Dawson intends to use this scholarship funding to study the gardens of Europe this summer. He will use any funds left after the trip as a resource for his research with Assistant Professor Woo Kim in the poultry science department, studying the differentiation of chicken stem cells.
Fenster is a third-year animal science major. A Department of Animal and Dairy Science teaching assistant and a small-animal internal medicine orderly at the UGA veterinary medicine hospital, Fenster also works with first-year students as a mentor in the UGA Honors Program’s Peer Assisted Leadership program.

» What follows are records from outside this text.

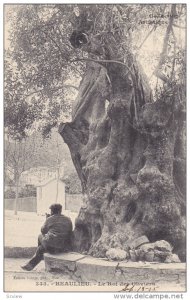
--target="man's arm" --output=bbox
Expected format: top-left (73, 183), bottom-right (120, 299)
top-left (41, 219), bottom-right (49, 234)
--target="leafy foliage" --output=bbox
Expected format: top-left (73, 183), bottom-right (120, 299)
top-left (64, 173), bottom-right (82, 194)
top-left (5, 5), bottom-right (80, 137)
top-left (4, 58), bottom-right (43, 139)
top-left (4, 189), bottom-right (16, 199)
top-left (4, 4), bottom-right (186, 138)
top-left (5, 4), bottom-right (186, 138)
top-left (18, 184), bottom-right (37, 198)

Fenster intends to use her Ratcliffe Scholar funds to support her summer internship in hog production with Smithfield Foods. This internship will expose her to new areas of swine production and veterinary medicine, adding dimension to her understanding of large-scale food organizations.

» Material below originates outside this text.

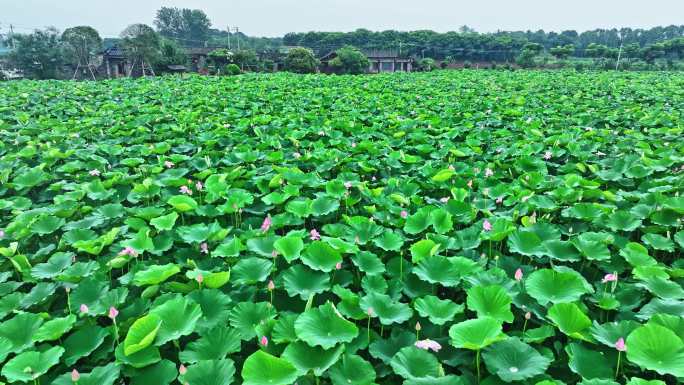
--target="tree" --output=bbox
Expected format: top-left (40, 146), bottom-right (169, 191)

Finley is a third-year student majoring in biological science and minoring in public health. On campus, she serves as a resident assistant at Busbee Hall and as an officer in the Minorities in Agriculture, Natural Resources and Related Sciences organization and One Health Club.
Finley plans to use her scholarship to study abroad in Cortona, Italy, where she will learn about the health implications of wine consumption and the economic impact of the wine industry.
Kessler is a third-year student majoring in environmental economics and management and minoring in Spanish. On campus, she is the president of the Agricultural and Environmental Economics Club; a board member for Bag the Bag UGA, an environmental activism organization; and the treasurer of the Georgia Chapter of the Society for Conservation Biology.
Kessler plans to use her scholarship toward her stay in Washington, D.C., this summer, where she will intern with an environmental organization that focuses on environmental justice, climate change and renewable energy. She considers environmental service extremely important, and this internship is instrumental in meeting her long-term goal of a career in environmental policy.